Hypothesis testing is easier than it sounds. In its most basic form, it relates to a method that can be used to to make a rational decision in relation to the reality of effects.
At first, this may still sound rather complex to some, so we need to examine things more closely to clarify a number of key points, and to allow you to formulate your own hypothesis approach that can be used in the future.
How Hypothesis Testing is Used
When we come to make a decision, there will be a number of options for us to choose from. However, the problem is that we make our decision on the basis of rather poor information that is generally incomplete and needs further assessment. This alone can lead to us making the incorrect choice, which then rolls over into potentially additional issues further down the road.
Let us contemplate a researcher that has two options, A and B. They may believe that A is better than B at the outset as it uses a different approach. A null hypothesis would then come to the conclusion that A and B are well matched and that there is no real difference between the two, hence the hypothesis that A is better than B ultimately being declared as null and void.
At the same time, the alternative hypothesis states that after testing, A is indeed better than B, so the initial theory is deemed to be correct. At this point, the researcher will have shown that the null hypothesis has been rejected as has the concept of equality between the two methods due to one option being more effective than the other. However, the only way in which this can be understood is by testing each option to determine the outcome.
So, in other words, hypothesis testing is where you look at different potential scenarios and outcomes and attempt to ascertain which outcome is more effective for your needs. However, there has to be an open mind regarding the potential result, which does then open up the possibility of errors occurring in the initial hypothesis.

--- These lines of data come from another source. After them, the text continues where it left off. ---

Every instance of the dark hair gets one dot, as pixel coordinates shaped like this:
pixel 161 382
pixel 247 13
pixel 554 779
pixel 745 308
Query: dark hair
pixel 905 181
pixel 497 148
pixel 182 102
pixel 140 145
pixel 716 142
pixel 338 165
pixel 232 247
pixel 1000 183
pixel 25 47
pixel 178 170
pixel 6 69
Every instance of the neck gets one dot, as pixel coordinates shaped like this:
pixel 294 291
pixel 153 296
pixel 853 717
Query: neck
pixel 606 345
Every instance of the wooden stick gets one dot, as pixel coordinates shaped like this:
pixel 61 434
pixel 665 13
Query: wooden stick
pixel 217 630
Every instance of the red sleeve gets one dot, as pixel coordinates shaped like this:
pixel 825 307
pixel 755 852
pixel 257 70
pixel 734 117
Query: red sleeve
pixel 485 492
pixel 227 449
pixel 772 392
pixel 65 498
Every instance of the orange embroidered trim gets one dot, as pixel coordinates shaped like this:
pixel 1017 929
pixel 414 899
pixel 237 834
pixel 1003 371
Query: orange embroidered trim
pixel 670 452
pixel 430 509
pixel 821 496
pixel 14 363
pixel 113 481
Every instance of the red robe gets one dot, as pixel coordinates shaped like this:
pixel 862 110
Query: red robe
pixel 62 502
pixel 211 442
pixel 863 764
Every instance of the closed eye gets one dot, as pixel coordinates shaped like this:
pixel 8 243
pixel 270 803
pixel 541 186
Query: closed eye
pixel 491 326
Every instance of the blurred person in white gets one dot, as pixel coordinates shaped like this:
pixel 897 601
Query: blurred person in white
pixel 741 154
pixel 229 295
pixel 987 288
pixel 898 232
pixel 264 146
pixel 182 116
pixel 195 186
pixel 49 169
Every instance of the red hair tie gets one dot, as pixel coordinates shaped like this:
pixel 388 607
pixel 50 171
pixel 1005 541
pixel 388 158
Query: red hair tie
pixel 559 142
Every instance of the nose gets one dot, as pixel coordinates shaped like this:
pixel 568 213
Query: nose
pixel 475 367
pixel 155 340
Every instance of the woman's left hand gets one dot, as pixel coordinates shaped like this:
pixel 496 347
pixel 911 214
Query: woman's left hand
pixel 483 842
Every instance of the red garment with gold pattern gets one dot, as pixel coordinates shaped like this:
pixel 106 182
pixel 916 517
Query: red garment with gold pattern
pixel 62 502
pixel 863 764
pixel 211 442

Dealing with Errors in Hypothesis Testing
If we argue that the researcher believes A is better than B, and yet testing shows that the null hypothesis is correct and that the researcher is wrong, then there is clearly an error in their initial hypothesis. This is referred to as a Type 1 error, where there is mistaken belief that something is better than an alternative.
At the same time, if they believed at the outset that A and B would be equal, and it turned out that one was superior to the other, then they have made a Type 2 error with their hypothesis. In this instance, it is referred to as Type 2, where the initial belief is that something is the same when this is not true.

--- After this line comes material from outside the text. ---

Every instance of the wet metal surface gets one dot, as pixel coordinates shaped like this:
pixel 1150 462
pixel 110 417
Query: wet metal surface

No errors are not to be feared as they are merely the outcome of the testing, and all testing should expect errors along the way This is all part of any experiment or process to understand and determine the best possible outcomes. Without significant testing, there will be no way to deduce better protocols in future practice.
The Ultimate Need for Hypothesis Testing
Even though this is a rather simplistic explanation of the theory that lies behind hypothesis testing, it will be clear as to why there is a very real need for its existence. Merely assuming that one option is better than the other leads to problems. Doing so at the beginning will prove to be far more beneficial in the long term, as it means the correct approach can then be taken once the results of the testing are known.

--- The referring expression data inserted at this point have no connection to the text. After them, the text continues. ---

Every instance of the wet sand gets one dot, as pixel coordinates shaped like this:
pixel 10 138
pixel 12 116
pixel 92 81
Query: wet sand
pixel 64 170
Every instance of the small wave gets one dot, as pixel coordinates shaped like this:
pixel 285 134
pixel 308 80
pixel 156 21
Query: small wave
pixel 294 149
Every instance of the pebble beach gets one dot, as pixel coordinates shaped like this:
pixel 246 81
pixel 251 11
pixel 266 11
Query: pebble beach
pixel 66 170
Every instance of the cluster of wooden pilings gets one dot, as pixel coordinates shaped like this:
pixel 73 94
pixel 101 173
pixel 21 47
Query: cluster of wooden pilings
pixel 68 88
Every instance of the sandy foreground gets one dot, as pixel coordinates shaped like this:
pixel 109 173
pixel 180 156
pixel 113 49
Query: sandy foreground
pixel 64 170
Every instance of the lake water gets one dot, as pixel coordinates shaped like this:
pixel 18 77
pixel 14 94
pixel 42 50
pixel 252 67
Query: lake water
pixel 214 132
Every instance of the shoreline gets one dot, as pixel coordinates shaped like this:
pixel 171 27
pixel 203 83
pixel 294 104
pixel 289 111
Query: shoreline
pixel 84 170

This approach can be applied in a number of different industries, and it is at the foundation of research and development in a range of subjects. Of course, there can be a multitude of options and methods to take into consideration, leading to a more complex form of testing, but the core of it remains the same.
Without hypothesis testing, there would be far more mistakes made in development, whereas applying this simple equation and approach across the board will counteract those mistakes at the earliest opportunity.